Lebih menjelimet, bila panen raya sekarang, berbarengan wajtunya dengan terjadi nya musim hujan. Dengan keterbatasan nya, petani akan sulit mengeringkan gabah hasil panennya, mengingat sinar mentari yang tak kunjung muncul. Di lain pihak, alat pengering gabah, sangat minim dimiliki petani. Resikonya, gabah basah akan mencirikan panen padi di musim hujan. Gabah basah pun tak bisa dihindari.

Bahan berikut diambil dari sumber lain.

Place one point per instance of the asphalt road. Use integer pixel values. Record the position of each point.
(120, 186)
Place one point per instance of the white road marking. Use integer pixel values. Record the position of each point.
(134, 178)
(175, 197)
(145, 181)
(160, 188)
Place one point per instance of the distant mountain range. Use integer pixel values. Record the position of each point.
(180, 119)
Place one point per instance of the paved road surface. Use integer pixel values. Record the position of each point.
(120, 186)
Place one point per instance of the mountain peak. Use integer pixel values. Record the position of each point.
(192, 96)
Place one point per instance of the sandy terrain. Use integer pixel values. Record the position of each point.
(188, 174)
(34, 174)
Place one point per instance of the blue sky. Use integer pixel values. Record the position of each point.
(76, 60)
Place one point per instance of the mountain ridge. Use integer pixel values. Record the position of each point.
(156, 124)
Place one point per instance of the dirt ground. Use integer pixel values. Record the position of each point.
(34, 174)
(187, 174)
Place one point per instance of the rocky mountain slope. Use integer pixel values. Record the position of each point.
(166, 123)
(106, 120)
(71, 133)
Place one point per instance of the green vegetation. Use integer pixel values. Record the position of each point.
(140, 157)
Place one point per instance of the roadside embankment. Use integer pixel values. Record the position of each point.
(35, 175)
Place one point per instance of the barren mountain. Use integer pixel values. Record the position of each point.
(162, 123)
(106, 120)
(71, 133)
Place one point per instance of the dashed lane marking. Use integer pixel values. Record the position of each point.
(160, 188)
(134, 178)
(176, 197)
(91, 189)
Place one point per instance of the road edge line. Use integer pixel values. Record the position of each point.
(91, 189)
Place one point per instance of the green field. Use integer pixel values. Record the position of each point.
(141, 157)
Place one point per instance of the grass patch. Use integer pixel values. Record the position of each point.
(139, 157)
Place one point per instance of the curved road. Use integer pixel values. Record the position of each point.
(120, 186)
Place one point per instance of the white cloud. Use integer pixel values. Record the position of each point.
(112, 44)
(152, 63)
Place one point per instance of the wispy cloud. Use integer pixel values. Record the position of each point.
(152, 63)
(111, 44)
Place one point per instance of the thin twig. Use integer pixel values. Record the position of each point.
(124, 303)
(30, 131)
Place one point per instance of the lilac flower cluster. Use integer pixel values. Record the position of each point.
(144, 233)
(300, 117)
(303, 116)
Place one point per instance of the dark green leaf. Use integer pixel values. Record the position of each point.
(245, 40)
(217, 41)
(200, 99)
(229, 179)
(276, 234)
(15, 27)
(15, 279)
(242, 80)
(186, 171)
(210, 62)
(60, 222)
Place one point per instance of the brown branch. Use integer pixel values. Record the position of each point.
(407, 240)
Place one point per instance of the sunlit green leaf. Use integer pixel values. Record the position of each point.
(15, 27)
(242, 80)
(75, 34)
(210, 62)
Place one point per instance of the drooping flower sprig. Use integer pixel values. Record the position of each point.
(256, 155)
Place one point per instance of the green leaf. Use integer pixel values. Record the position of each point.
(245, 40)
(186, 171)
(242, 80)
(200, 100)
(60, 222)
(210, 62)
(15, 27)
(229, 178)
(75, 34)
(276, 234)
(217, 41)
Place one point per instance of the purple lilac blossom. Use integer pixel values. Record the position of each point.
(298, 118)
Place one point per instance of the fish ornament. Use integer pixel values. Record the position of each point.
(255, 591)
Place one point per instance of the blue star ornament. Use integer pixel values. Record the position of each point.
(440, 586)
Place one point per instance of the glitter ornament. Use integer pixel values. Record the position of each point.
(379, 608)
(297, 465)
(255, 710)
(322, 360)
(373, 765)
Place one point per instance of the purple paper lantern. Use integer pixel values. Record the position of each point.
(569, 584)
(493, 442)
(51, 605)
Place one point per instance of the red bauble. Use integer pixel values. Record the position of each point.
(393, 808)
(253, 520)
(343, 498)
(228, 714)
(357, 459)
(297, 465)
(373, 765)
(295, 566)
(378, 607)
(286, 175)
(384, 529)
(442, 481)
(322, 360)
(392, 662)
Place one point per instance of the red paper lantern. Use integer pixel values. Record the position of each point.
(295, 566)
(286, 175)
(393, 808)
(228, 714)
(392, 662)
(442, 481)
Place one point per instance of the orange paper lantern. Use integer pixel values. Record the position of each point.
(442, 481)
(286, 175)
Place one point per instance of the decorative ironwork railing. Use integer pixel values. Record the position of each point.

Yang repot ya Perum Bulog dan Penggilingan. Selain harus menyerap gabah berkadar air tinggi, ternyata proses penyimpanan yang ditempuh, membutuhkan perlakuan khusus dalam pelaksanaannya. Dihadapkan pada kondisi seperti ini, jika aturan penyerapan ini masih akan diterapkan, maka tugas kita bersama adalah mengajak para petani untuk dapat menghasilkan gabah berkualitas baik.
Untuk mewujudkan keinginan semacam ini, tidak bisa tidak, Kementerian Pertanian perlu kerja keras untuk memacu kinerja para Penyuluh Pertanian agar lebih serius dalam melaksanakan kegiatan Penyuluhan Pertaniannya. Tugas Penyuluh Pertanian, bukan hanya mendidik petani untuk menggenjot produksi, namun juga dituntut untuk memberi materi terkait dengan pengetahuan paska panennya.
Sinergi dan kolaborasi antara Penyuluh Pertanian dan Petugas Lapang Perum Bulog, sedini mungkin perlu dirumuskan dengan baik. Sebagai guru petani, kita berharap agar Penyuluh Pertanian dapat mengajari petani bagaimana menghasilkan gabah kering panen yang berkualitas, sehingga tidak menimbulkan masalah baru, kalau gabah itu harus disimpan dalam waktu yang cukup lama.
Tak kalah penting untuk ditempuh, ada baiknya jika Pemerintah akan menggelindingkan Bansos Alat Mesin Pertanian, tidak melulu memberi Alsintan yang berkaitan dengan upaya peningkatan produksi seperti traktor. Namun, petani pun sangat memerlukan alat pengering gabah sederhana yang dapat dioperasionalkan oleh petani sendiri. Terlebih kalau panen raya berlangsung di musim hujan.
Akhirnya ingin diutarakan, menyerap gabah petani dengan target cukup fantastis, yakni setara 3 juta ton beras, bukanlah hal yang cukup mudah untuk digarap. Banyak faktor yang harus disiapkan dengan matang. Kolaborasi antar Kementerian/Lembaga Pemerintah, jelas sangat dimintakan. Begitu pun diantara para pemangku kepentingan perlu ditempuh.
Semoga jadi pencermatan kita bersama ! (PENULIS, KETUA DEWAN PAKAR DPD HKTI JAWA BARAT).